Recently, China has passed a data protection law, which will take effect on November 1. 

Major Highlights of China’s New Data Privacy Laws and its impacts  

• Tougher rules on data collection: 
  • The new data protection law sets out tougher rules on how companies collect and handle their users’ information. 
  • It requires reducing data collection and obtaining user consent.
  • The Personal Information Protection Law (PIPL) lays out for the first time a comprehensive set of rules around data collection, processing and protection, that were previously governed by piecemeal legislation.
    • The rules add to Beijing’s tightening of regulation, particularly around data, which could impact the way China’s technology giants operate.
• Resemblance to Europe’s General Data Protection Regulation: 
  • The national privacy law closely resembles the world’s most robust framework for online privacy protections, Europe’s General Data Protection Regulation, and contains provisions that require any organization or individual handling Chinese citizens’ personal data to minimize data collection and to obtain prior consent.
  • However, unlike in Europe, where governments face more public pressure over data collection, Beijing is expected to maintain broad access to data.
• User Protection:
  • The law also aims to protect those who feel strongly about personal data being used for user profiling and by recommendation algorithms or the use of big data in setting unfair prices
  • It will also prevent companies from setting different prices for the same service based on clients’ shopping history.
• Sharing of Data with other countries:
  • The law stipulates that the personal data of Chinese nationals cannot be transferred to countries with lower standards of data security than China — rules which may present problems for foreign businesses. 
• Fine on Companies failing to follow:
  • Companies that fail to comply can face fines to the tune of up to 50 million yuan (around Rs 57 crore) or five per cent of their annual turnover.
• Stock market reaction to the Law:
  • The greatest fallout of China notifying the law was that the stocks of the big tech companies of the country suffered a major slump, prompting renewed concerns among investors.

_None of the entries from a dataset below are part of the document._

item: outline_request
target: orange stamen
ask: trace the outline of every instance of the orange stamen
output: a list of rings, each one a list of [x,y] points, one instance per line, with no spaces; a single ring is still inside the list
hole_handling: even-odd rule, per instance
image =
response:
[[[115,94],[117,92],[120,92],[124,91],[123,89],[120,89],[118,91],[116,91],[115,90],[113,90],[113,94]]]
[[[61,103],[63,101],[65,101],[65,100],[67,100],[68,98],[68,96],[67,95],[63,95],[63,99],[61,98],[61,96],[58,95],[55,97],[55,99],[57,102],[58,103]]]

Similar data protection laws in the world

• Globally there has been a push to create better rules around data protection. 
•  European Union(EU): 
  • Makes citizens more powerful: 
    • In 2018, the European Union’s landmark General Data Protection Regulation came into effect —a regulation that aims to give citizens in the bloc more control over their data. 
    • As per the Regulation, a user can access the personal data being stored by companies and find out where and for what purpose it is being used. 
  • Effect on organizations within and outside EU: 
    • Not only does it affect organizations located within the EU, but will also apply to companies outside the region if they offer goods or services to, or monitor the behaviour of, people in the bloc.
  • Right to be forgotten: 
    • One will also have the right to be forgotten, which means that the user can ask the company to delete one’s data, potentially stopping third parties from accessing it.
• Brazil:
  • First data protection law of Latin America and how will it be enforced:
    • Brazil’s Lei Geral de Proteção de Dados, which came into force in September 2020, is Latin America’s first major data protection law. 
    • As Brazilian companies and service providers scramble to reach compliance, the remaining months of the year will be the testing ground for how Brazil’s data protection authority will enforce the new law.
• Singapore:
  • Newer amendments to make it more encompassing: 
    • At the end of 2020, Singapore amended its Personal Data Protection Act, introducing, among others, mandatory data breach notifications, an expansion of its deemed consent framework, exceptions to consent for legitimate interests, and increased penalties for non-compliance.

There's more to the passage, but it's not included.